McGowan, who starred in the television show "Charmed" and movies like "Scream" and "Jawbreaker," was one of the first women to come forward to accuse Weinstein, now a convicted rapist, of sexual assault.

Her case, which was filed under the Racketeer Influenced and Corrupt Organizations Act (RICO) in October 2019, had accused Weinstein and former attorneys of having engaged in racketeering to try to silence her from speaking out about her allegation.

On Monday, Judge Otis Wright, who presides over the District Court for the Central District of California in Los Angeles, said McGowan had been given until Dec. 2 to file further documents to support her case.

In a court document, Wright said McGowan had missed that deadline, making her "unable to sufficiently plead" her case.

Her claims were dismissed "with prejudice," which means they cannot be brought again.

So far, McGowan, 48, does not appear to have spoken out about the development in her case.

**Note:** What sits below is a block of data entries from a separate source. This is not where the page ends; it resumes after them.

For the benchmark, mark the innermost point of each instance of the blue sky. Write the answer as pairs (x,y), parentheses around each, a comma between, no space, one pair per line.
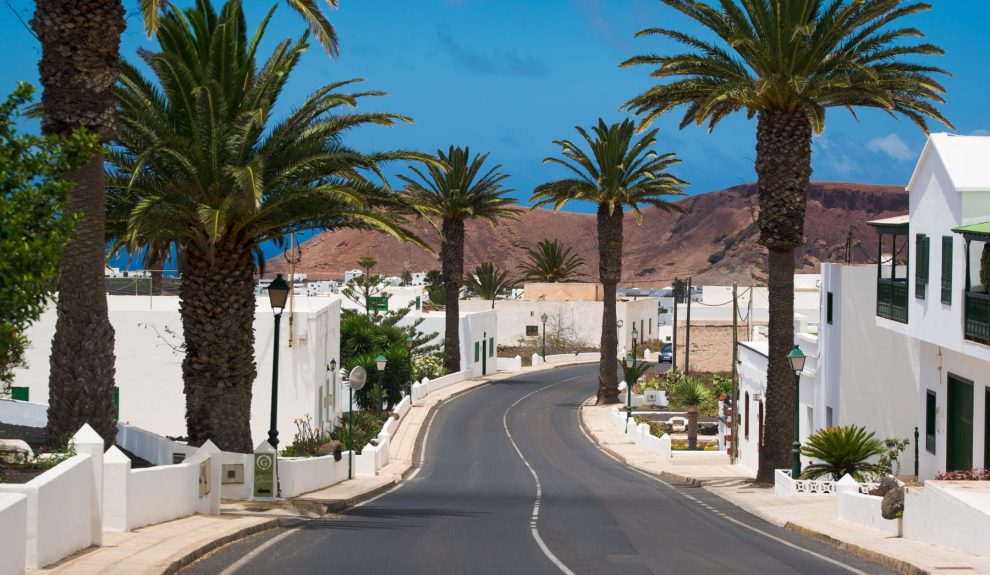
(509,76)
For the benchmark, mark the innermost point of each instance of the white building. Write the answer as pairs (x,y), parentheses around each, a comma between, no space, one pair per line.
(573,310)
(148,342)
(905,344)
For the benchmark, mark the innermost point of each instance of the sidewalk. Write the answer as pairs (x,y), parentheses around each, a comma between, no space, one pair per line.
(813,517)
(165,548)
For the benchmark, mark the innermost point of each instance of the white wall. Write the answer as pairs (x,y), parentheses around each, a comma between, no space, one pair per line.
(149,369)
(59,504)
(13,533)
(869,374)
(936,207)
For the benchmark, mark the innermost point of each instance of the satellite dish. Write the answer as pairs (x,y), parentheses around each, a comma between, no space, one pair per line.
(357,378)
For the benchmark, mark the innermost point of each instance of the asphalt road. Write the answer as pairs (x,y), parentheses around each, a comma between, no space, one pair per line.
(511,485)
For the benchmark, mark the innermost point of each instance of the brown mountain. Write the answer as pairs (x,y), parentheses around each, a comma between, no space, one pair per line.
(714,240)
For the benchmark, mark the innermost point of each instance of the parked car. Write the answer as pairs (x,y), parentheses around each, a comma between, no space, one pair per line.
(667,354)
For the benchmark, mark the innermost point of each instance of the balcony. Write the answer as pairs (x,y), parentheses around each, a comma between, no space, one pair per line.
(892,296)
(978,317)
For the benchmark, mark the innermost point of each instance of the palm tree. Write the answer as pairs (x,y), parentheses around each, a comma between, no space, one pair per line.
(786,63)
(487,282)
(213,173)
(79,67)
(618,172)
(456,190)
(552,262)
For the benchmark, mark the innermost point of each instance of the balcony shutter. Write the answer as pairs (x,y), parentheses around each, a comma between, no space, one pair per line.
(947,270)
(921,266)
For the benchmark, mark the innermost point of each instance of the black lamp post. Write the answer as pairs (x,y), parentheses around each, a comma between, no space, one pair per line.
(796,358)
(630,364)
(380,363)
(544,318)
(635,339)
(278,292)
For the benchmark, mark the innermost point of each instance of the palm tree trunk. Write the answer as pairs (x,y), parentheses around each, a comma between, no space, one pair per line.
(783,167)
(81,380)
(452,265)
(80,63)
(217,306)
(610,271)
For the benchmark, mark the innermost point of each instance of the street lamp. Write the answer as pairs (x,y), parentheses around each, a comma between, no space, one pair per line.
(544,318)
(630,363)
(331,392)
(380,362)
(409,344)
(796,358)
(355,382)
(278,292)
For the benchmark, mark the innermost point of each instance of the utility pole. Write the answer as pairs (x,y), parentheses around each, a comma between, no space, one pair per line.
(687,334)
(734,451)
(673,346)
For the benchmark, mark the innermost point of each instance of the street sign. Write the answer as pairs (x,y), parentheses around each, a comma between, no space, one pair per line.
(264,475)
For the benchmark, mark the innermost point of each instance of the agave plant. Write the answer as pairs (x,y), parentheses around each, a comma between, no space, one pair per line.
(841,450)
(692,394)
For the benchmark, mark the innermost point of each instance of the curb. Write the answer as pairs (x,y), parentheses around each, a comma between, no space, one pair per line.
(887,561)
(881,559)
(184,561)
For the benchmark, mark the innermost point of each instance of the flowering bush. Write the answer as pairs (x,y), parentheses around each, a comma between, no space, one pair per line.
(967,475)
(427,365)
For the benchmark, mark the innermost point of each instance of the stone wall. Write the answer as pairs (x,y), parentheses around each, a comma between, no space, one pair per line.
(711,344)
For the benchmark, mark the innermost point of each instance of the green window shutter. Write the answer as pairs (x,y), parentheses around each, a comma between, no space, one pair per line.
(930,422)
(947,270)
(921,266)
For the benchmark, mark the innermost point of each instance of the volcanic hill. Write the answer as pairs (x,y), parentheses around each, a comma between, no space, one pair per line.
(714,240)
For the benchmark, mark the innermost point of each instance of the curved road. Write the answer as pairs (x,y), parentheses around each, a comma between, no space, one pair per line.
(474,506)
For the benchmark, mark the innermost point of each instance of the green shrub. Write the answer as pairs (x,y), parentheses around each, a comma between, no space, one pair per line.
(842,450)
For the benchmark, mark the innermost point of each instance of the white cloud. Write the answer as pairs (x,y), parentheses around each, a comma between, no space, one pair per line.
(893,146)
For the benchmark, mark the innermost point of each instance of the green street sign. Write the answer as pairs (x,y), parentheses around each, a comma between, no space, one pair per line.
(264,475)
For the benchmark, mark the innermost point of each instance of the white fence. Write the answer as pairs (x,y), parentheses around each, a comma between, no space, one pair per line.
(139,497)
(63,505)
(784,486)
(13,533)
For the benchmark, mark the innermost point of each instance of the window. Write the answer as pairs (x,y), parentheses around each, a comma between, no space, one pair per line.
(947,270)
(746,417)
(921,266)
(930,422)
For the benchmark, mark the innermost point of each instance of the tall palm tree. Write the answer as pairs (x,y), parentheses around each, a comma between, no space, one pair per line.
(552,262)
(214,173)
(80,64)
(454,191)
(787,62)
(617,171)
(487,282)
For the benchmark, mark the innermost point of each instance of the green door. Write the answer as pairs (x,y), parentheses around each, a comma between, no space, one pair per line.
(986,428)
(484,357)
(959,454)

She terminated her relationship with her attorneys on Nov. 23 during a Zoom meeting, attorney Julie B. Porter said.

A spokesperson for Weinstein welcomed the news in a statement to NBC News.

"Out of the public glare, with proper time, legal work, evidence and facts, this is the way we believe they ultimately will all go," the spokesperson said. "A chapter is put behind as Mr. Weinstein keeps going forward to demonstrate the truth."

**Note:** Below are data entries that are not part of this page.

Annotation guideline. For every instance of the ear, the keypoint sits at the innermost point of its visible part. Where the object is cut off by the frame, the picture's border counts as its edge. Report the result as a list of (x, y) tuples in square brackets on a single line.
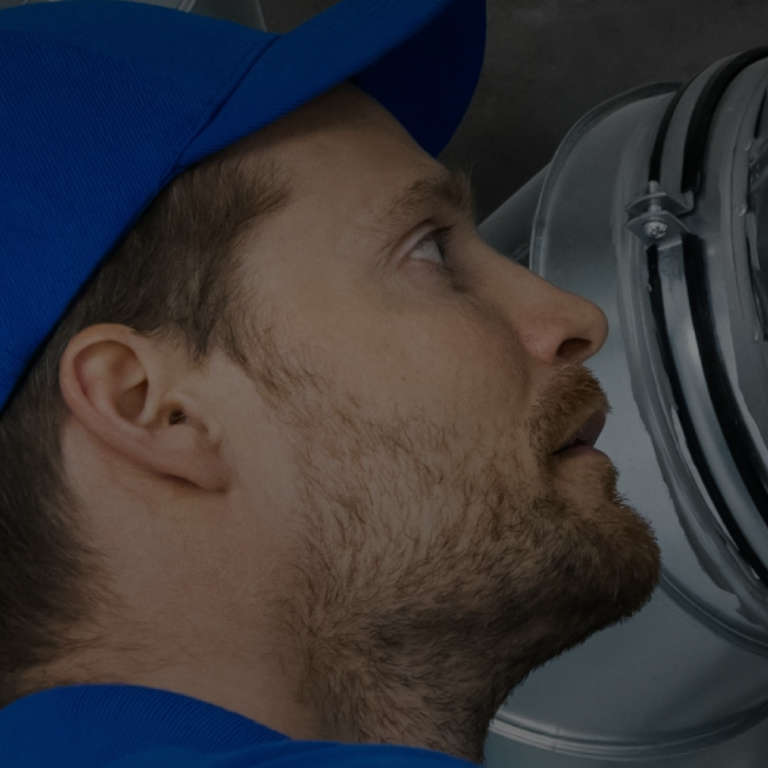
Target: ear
[(141, 398)]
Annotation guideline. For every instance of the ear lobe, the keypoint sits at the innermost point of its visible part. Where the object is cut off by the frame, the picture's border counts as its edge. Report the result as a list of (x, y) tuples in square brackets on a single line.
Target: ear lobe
[(139, 397)]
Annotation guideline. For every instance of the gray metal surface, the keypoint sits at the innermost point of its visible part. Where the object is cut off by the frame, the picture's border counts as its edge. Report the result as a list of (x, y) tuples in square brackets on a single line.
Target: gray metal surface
[(685, 682)]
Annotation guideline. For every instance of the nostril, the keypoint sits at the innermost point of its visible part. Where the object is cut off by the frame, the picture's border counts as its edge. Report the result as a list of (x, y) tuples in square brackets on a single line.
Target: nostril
[(574, 350)]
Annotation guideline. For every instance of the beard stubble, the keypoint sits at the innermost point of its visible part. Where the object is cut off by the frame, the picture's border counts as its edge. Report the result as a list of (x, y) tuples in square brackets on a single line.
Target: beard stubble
[(431, 573)]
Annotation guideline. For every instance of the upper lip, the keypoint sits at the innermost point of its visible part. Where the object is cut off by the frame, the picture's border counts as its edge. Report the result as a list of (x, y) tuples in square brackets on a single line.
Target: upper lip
[(587, 432)]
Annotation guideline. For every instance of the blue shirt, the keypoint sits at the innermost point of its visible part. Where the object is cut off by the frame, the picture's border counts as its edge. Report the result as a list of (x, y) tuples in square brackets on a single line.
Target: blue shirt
[(130, 726)]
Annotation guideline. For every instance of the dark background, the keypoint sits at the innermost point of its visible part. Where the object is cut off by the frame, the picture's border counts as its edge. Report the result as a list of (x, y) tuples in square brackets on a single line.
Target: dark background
[(549, 61)]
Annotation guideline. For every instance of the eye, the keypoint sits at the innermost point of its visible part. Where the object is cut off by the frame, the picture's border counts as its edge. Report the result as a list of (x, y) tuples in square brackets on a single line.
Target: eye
[(433, 247)]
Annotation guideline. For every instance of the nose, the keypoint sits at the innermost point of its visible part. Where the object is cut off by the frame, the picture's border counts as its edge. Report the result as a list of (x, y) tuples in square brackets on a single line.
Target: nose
[(555, 326)]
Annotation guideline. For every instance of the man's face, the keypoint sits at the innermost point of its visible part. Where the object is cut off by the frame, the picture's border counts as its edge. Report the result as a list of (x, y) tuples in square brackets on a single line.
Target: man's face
[(424, 383)]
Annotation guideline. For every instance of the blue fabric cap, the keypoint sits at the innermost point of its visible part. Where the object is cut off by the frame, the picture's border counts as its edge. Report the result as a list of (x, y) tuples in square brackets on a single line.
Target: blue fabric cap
[(102, 103)]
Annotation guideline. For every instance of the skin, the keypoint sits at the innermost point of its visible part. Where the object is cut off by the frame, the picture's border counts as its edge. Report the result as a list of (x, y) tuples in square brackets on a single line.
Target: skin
[(366, 537)]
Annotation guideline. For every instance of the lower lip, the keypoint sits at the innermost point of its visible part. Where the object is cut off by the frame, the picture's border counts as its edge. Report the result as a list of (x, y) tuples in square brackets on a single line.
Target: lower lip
[(578, 450)]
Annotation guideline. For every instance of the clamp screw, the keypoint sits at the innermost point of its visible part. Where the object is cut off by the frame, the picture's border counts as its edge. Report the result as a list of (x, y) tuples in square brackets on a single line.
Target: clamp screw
[(655, 229)]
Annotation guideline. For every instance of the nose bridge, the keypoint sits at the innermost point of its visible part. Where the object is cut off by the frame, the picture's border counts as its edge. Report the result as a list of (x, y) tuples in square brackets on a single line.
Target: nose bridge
[(555, 326)]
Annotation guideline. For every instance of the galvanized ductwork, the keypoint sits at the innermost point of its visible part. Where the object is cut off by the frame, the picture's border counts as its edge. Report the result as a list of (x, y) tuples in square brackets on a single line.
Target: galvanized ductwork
[(655, 207)]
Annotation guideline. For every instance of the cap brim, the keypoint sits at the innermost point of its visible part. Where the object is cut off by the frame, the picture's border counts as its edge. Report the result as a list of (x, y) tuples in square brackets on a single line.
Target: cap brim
[(421, 63)]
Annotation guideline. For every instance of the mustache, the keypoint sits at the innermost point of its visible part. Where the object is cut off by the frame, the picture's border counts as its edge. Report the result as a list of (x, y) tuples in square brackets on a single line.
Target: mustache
[(568, 400)]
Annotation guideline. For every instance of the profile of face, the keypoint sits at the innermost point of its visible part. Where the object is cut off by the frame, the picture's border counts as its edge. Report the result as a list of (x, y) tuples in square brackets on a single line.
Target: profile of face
[(401, 523), (438, 535)]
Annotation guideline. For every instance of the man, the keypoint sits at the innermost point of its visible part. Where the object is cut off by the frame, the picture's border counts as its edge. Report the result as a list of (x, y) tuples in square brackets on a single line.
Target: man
[(303, 461)]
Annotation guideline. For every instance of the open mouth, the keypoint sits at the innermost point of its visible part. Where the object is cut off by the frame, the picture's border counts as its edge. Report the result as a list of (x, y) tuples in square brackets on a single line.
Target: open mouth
[(585, 436)]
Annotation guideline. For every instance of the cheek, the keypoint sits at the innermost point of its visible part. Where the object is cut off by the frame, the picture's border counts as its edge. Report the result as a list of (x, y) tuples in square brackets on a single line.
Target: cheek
[(456, 362)]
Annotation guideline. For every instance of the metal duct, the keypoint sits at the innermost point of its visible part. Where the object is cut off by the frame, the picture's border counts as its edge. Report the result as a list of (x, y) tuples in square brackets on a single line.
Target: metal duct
[(655, 207)]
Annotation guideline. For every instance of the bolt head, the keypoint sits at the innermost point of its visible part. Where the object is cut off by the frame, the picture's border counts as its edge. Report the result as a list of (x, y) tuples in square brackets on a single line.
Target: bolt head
[(655, 229)]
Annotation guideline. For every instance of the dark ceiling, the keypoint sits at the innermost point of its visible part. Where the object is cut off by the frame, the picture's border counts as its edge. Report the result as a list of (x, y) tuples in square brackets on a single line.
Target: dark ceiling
[(549, 61)]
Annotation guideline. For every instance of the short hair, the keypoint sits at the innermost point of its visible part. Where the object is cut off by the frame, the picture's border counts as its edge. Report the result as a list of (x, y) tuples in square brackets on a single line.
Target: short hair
[(174, 275)]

McGowan's lawsuit had alleged that Weinstein and his former attorneys had conspired to smear, defraud and marginalize her as she prepared to come forward with a rape allegation against Weinstein.

McGowan had been named in a report in The New York Times that said in 1997 she had reached a previously undisclosed settlement with Weinstein "after an episode in a hotel room at the Sundance Film Festival."

A legal document reviewed by The Times said the $100,000 settlement was "not to be construed as an admission" by Weinstein, but had been intended to avoid litigation and "buy peace."

The former film mogul has previously issued blanket denials of having nonconsensual sex with anyone.

McGowan had been tweeting in 2017 that she was preparing to name her alleged rapist in a memoir, "Brave," which was published the following year.

The lawsuit alleges that the defendants used spies posing as journalists and women's rights advocates to obtain a copy of the memoir and sought to smear her to others in the entertainment industry.

McGowan's case had been partially dismissed in December 2020, but she was allowed to file an amended complaint. The partial dismissal was due to the passing of a statute of limitations and the judge ruling that the alleged plot to obtain a copy of her book did not constitute racketeering activity.

Weinstein continues to serve time in a prison in Los Angeles after being sentenced to 23 years behind bars on a rape conviction in March 2020.

The disgraced film producer also faces trial for additional sexual assault allegations. He pleaded not guilty in September to 11 counts of rape and sexual assault stemming from allegations from five women.